Re-elected in 2001, she remained loyal, while also displaying the most progressive of attitudes, coming together with David Miliband, Jim Murphy and other Labour MPs to form a group campaigning for Britain to adopt the euro.

In 2003 she did finally vote against Tony Blair's expressed wishes, but it was only on the subject of fox-hunting. She was one of more than three hundred Labour MPs who voted for a complete ban on the sport, and since seven members of the cabinet were in that number, it was perhaps not as great a risk as it might have been.

Promoted into government, she was the home office minister responsible for drugs policy when cannabis was downgraded from class B to class C in 2004, and steered through Parliament the Drugs Bill that made magic mushrooms illegal. Both those were controversial moves, though controversial in different quarters.

Primarily associated with the Blairite camp in the petty wars of New Labour, she was nonetheless promoted by Gordon Brown when he became prime minister.

As housing minister in 2008, she attracted enormous criticism with a suggestion that unemployed people should have to sign 'commitment contracts', whereby they promised to seek work before they could become social housing tenants. 'The link between social housing and worklessness is stark,' she said, and she was prepared to break it.
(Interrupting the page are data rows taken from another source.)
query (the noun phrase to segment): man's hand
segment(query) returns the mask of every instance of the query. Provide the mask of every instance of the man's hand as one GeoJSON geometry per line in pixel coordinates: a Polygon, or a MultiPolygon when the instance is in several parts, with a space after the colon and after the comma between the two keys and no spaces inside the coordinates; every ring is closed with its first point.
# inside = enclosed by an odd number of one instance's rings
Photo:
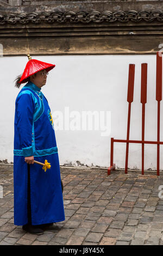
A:
{"type": "Polygon", "coordinates": [[[25,162],[26,162],[27,163],[29,163],[29,164],[33,164],[34,162],[34,156],[26,156],[25,157],[25,162]]]}

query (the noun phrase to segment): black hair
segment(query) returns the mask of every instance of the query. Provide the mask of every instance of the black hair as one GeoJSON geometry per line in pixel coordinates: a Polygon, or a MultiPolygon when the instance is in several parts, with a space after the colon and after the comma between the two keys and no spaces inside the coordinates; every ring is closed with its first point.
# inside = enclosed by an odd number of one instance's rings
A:
{"type": "MultiPolygon", "coordinates": [[[[34,76],[35,76],[35,74],[34,74],[34,76]]],[[[20,81],[21,80],[21,78],[22,76],[22,74],[21,75],[19,75],[18,76],[17,76],[16,78],[15,79],[15,80],[14,81],[14,82],[15,82],[15,87],[16,87],[17,88],[19,88],[20,86],[21,85],[21,83],[18,83],[18,82],[20,81]]],[[[28,77],[28,81],[30,81],[30,77],[28,77]]]]}

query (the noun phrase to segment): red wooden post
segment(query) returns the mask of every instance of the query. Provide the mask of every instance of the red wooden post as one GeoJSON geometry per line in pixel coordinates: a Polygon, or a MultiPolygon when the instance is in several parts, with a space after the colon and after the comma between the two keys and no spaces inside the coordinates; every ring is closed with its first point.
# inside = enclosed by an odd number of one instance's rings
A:
{"type": "MultiPolygon", "coordinates": [[[[130,64],[129,66],[129,76],[128,76],[128,95],[127,95],[127,101],[129,102],[128,113],[128,125],[127,125],[127,139],[128,140],[129,138],[131,103],[133,101],[133,96],[134,96],[134,76],[135,76],[135,64],[130,64]]],[[[127,142],[126,144],[125,173],[127,173],[128,148],[129,148],[129,143],[127,142]]]]}
{"type": "MultiPolygon", "coordinates": [[[[142,103],[142,140],[145,140],[145,104],[147,102],[147,63],[141,64],[141,103],[142,103]]],[[[142,143],[142,171],[144,174],[144,143],[142,143]]]]}
{"type": "MultiPolygon", "coordinates": [[[[158,101],[158,136],[160,141],[160,101],[162,100],[162,54],[156,53],[156,100],[158,101]]],[[[160,175],[160,144],[157,144],[157,175],[160,175]]]]}

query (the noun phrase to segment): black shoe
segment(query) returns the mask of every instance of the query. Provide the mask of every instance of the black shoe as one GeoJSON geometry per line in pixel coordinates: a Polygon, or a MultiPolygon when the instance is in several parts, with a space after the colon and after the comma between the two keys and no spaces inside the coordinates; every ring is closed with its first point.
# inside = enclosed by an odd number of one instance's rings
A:
{"type": "Polygon", "coordinates": [[[23,230],[34,235],[42,235],[44,233],[43,230],[39,227],[37,225],[34,225],[30,224],[26,224],[23,225],[22,229],[23,230]]]}
{"type": "Polygon", "coordinates": [[[53,225],[53,222],[52,222],[51,223],[45,223],[45,224],[41,224],[39,225],[39,227],[41,228],[48,228],[49,227],[52,227],[53,225]]]}

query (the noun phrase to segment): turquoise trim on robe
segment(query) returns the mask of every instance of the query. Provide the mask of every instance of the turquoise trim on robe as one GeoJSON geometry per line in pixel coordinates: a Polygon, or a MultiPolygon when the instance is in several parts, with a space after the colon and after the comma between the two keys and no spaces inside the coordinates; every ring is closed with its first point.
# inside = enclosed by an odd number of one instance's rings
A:
{"type": "Polygon", "coordinates": [[[30,164],[32,223],[39,225],[65,220],[58,148],[51,109],[45,95],[31,82],[18,93],[15,101],[14,148],[14,224],[28,223],[27,163],[33,155],[51,168],[30,164]]]}

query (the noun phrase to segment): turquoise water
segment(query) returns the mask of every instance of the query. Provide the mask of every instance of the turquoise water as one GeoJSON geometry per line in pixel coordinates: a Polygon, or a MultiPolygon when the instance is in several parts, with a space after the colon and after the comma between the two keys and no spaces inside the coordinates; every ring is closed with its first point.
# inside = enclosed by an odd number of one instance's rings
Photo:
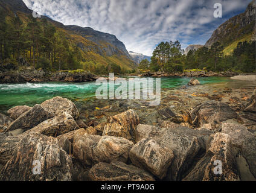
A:
{"type": "MultiPolygon", "coordinates": [[[[220,77],[200,77],[197,79],[202,84],[230,80],[220,77]]],[[[178,87],[187,84],[190,80],[190,78],[184,77],[161,78],[161,89],[178,87]]],[[[95,82],[1,84],[0,112],[6,113],[8,109],[16,106],[33,106],[56,96],[65,97],[73,101],[86,101],[87,98],[95,96],[98,86],[95,85],[95,82]]]]}

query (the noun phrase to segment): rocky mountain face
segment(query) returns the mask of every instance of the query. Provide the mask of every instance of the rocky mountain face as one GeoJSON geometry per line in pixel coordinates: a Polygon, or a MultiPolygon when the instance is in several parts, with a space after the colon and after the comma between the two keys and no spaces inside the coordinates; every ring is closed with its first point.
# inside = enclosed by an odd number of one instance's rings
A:
{"type": "Polygon", "coordinates": [[[187,55],[190,50],[192,50],[192,49],[197,50],[198,48],[202,48],[202,46],[203,46],[202,45],[190,45],[188,46],[186,48],[186,49],[185,49],[185,55],[187,55]]]}
{"type": "Polygon", "coordinates": [[[136,53],[131,51],[129,51],[129,53],[130,54],[132,60],[133,60],[137,64],[139,64],[141,60],[144,59],[147,59],[149,62],[151,61],[151,57],[150,56],[145,55],[140,53],[136,53]]]}
{"type": "MultiPolygon", "coordinates": [[[[0,0],[0,8],[7,15],[13,17],[17,14],[25,21],[33,13],[22,0],[0,0]]],[[[65,38],[81,48],[88,60],[105,65],[115,63],[126,69],[135,67],[125,45],[115,36],[89,27],[66,26],[44,16],[37,19],[42,18],[47,19],[57,30],[63,31],[65,38]]]]}
{"type": "Polygon", "coordinates": [[[251,2],[246,10],[234,16],[220,25],[214,32],[205,46],[210,47],[214,42],[219,41],[227,46],[235,40],[250,36],[251,40],[255,39],[255,2],[251,2]]]}

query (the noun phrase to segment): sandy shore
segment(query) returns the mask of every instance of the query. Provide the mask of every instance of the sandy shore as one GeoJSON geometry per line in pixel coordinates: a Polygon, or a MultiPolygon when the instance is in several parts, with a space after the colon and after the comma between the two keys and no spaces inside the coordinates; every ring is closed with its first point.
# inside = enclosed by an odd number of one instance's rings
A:
{"type": "Polygon", "coordinates": [[[256,75],[238,75],[231,77],[231,79],[248,80],[248,81],[255,81],[256,75]]]}

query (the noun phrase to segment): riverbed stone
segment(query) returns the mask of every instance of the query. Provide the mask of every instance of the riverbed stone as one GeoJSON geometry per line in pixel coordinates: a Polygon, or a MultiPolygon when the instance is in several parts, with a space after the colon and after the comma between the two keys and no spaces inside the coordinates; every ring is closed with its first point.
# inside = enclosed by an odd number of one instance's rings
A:
{"type": "Polygon", "coordinates": [[[121,162],[100,162],[89,171],[92,181],[155,181],[145,170],[121,162]]]}
{"type": "Polygon", "coordinates": [[[7,111],[7,113],[9,115],[10,117],[13,120],[17,119],[24,113],[30,110],[32,107],[28,107],[27,106],[16,106],[11,109],[10,109],[7,111]]]}
{"type": "Polygon", "coordinates": [[[5,131],[12,131],[17,128],[28,130],[53,116],[54,114],[51,112],[41,106],[36,104],[32,109],[22,114],[11,122],[5,131]]]}
{"type": "Polygon", "coordinates": [[[140,141],[130,151],[133,165],[150,171],[160,179],[166,176],[173,157],[171,150],[161,147],[150,138],[140,141]]]}
{"type": "Polygon", "coordinates": [[[57,139],[32,133],[17,144],[0,174],[0,180],[68,181],[72,180],[72,170],[71,159],[57,139]],[[40,164],[40,175],[33,173],[37,164],[40,164]]]}
{"type": "Polygon", "coordinates": [[[231,138],[225,133],[217,133],[211,135],[205,155],[183,180],[240,180],[231,141],[231,138]]]}
{"type": "Polygon", "coordinates": [[[64,112],[66,112],[75,120],[77,120],[79,116],[79,112],[75,105],[65,98],[54,97],[42,103],[41,106],[51,112],[54,116],[61,115],[64,112]]]}
{"type": "Polygon", "coordinates": [[[64,112],[61,115],[45,120],[25,133],[38,132],[48,136],[56,137],[78,128],[72,116],[64,112]]]}
{"type": "Polygon", "coordinates": [[[109,117],[102,135],[122,137],[134,141],[135,130],[139,123],[137,113],[132,109],[109,117]]]}
{"type": "Polygon", "coordinates": [[[192,122],[198,127],[211,124],[214,128],[221,122],[236,118],[237,114],[228,104],[216,101],[210,101],[196,106],[191,112],[192,122]]]}
{"type": "Polygon", "coordinates": [[[114,160],[126,163],[133,145],[132,142],[123,138],[86,133],[74,141],[73,153],[85,166],[114,160]]]}

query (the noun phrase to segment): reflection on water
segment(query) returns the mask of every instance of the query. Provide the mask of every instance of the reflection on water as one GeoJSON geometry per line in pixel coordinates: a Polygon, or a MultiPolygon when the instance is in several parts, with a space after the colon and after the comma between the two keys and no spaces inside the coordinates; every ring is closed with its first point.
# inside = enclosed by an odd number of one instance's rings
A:
{"type": "MultiPolygon", "coordinates": [[[[234,88],[256,86],[252,82],[234,80],[229,78],[197,78],[202,84],[217,83],[218,86],[234,88]]],[[[163,77],[161,78],[161,89],[166,90],[177,88],[187,84],[190,80],[190,78],[185,77],[163,77]]],[[[95,90],[98,86],[95,85],[95,82],[1,84],[0,112],[6,113],[8,109],[19,105],[33,106],[56,96],[68,98],[73,101],[86,101],[87,99],[95,96],[95,90]]]]}

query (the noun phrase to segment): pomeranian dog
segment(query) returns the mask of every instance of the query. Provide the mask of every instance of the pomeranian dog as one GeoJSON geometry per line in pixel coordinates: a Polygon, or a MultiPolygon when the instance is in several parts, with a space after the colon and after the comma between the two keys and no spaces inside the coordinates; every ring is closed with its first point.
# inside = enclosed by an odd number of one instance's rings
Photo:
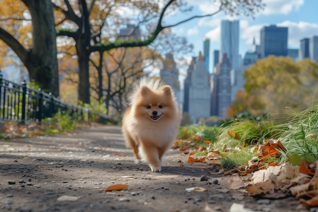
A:
{"type": "Polygon", "coordinates": [[[163,157],[177,137],[180,118],[175,96],[160,79],[142,78],[133,85],[122,122],[126,144],[135,162],[161,171],[163,157]]]}

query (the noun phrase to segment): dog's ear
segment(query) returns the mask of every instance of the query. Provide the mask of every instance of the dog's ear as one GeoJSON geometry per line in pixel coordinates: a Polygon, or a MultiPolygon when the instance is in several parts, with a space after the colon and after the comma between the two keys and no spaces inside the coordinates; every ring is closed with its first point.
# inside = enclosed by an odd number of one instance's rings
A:
{"type": "Polygon", "coordinates": [[[143,96],[148,95],[151,91],[150,88],[144,85],[142,86],[141,88],[140,88],[140,94],[143,96]]]}
{"type": "Polygon", "coordinates": [[[171,95],[171,89],[170,89],[170,87],[168,85],[166,85],[163,87],[161,89],[161,91],[163,95],[166,96],[171,95]]]}

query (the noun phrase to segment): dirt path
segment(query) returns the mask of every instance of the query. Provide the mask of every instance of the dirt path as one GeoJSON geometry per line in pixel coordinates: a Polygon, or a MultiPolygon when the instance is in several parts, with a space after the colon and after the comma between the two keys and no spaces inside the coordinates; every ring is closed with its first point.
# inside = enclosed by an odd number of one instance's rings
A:
{"type": "Polygon", "coordinates": [[[217,170],[206,163],[182,163],[187,157],[179,150],[168,152],[160,173],[135,164],[119,127],[76,132],[0,141],[1,211],[298,211],[294,198],[256,200],[229,189],[230,176],[209,174],[217,170]],[[99,191],[116,184],[128,188],[99,191]],[[196,187],[207,191],[186,190],[196,187]]]}

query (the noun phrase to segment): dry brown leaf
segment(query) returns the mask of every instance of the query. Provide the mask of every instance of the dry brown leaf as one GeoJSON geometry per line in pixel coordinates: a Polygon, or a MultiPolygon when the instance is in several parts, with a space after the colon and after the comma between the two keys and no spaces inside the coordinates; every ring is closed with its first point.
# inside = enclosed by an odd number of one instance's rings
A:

Her proposals were promptly attacked by charities such as Crisis, the National Housing Association and Shelter. 'The government wants to return Britain's unemployed to the workhouse by throwing them onto the streets,' commented the chief executive of the latter, perhaps a little histrionically, while Labour MP Austin Mitchell remarked: 'She must have flipped.' In fact, everyone attacked the plans, said the Morning Star, 'even the Tory Party, whose housing spokesman Grant Shapps showed a better understanding of councils' legal obligations to the homeless than Flint did.'

Clearly disturbed by the hostile response, Gordon Brown refused to come out in public to support the idea. His spokesperson said only that the prime minister thought 'in principle it's a good idea to be debated'.

The incident didn't impede her career, however, and her enthusiasm for the European Union saw her promoted to minister for Europe in October 2008. She was not quite in the cabinet, yet somehow not quite outside it either, since she was allowed to attend some meetings.

Hew new role came at a time when the whispering campaign against Brown was growing in volume, and Flint - as a Blairite - was assumed to be part of the conspiracy to force him out of office. The crunch moment came in June 2009 when James Purnell became the third cabinet minister in a week to resign, following Hazel Blears and Jacqui Smith. His resignation statement said in public what everyone already knew: that the party stood no chance of being re-elected while Brown remained leader.

(This, it will be remembered, was the occasion when David Miliband was expected to lead a coup, but proved not to have the bottle for the job.)

Flint responded immediately to Purnell's resignation, issuing an unequivocal statement to say that she would not be following her colleague's lead. 'I am very proud to be a member of Gordon Brown's government,' she insisted.

This display of loyalty came as a surprise to some, including perhaps to her. For within twenty-four hours, she had handed in her own resignation letter to Brown, denouncing his 'two-tier government', and adding: 'several of the women attending cabinet - myself included - have been treated by you as little more than female window dressing. I am not willing to attend cabinet in a peripheral capacity any longer.'

That phrase - 'female window dressing' - became her best known utterance, though another line was perhaps more accurate: 'I am a natural party loyalist.'

In 2010 there was some half-hearted speculation in the press that she might herself run for the leadership, but she chose not to do so. Instead she followed her Blairite instincts and voted for David Miliband. Even so, she was given a senior job in Ed Miliband's shadow cabinet. 'Ed,' she declared, 'will have my full backing.'
This is the second in a series of posts in which - unless I fall by the wayside - I shall be looking at each of the candidates in the current Labour Party elections for leader and deputy leader, with portraits drawn entirely from their media coverage.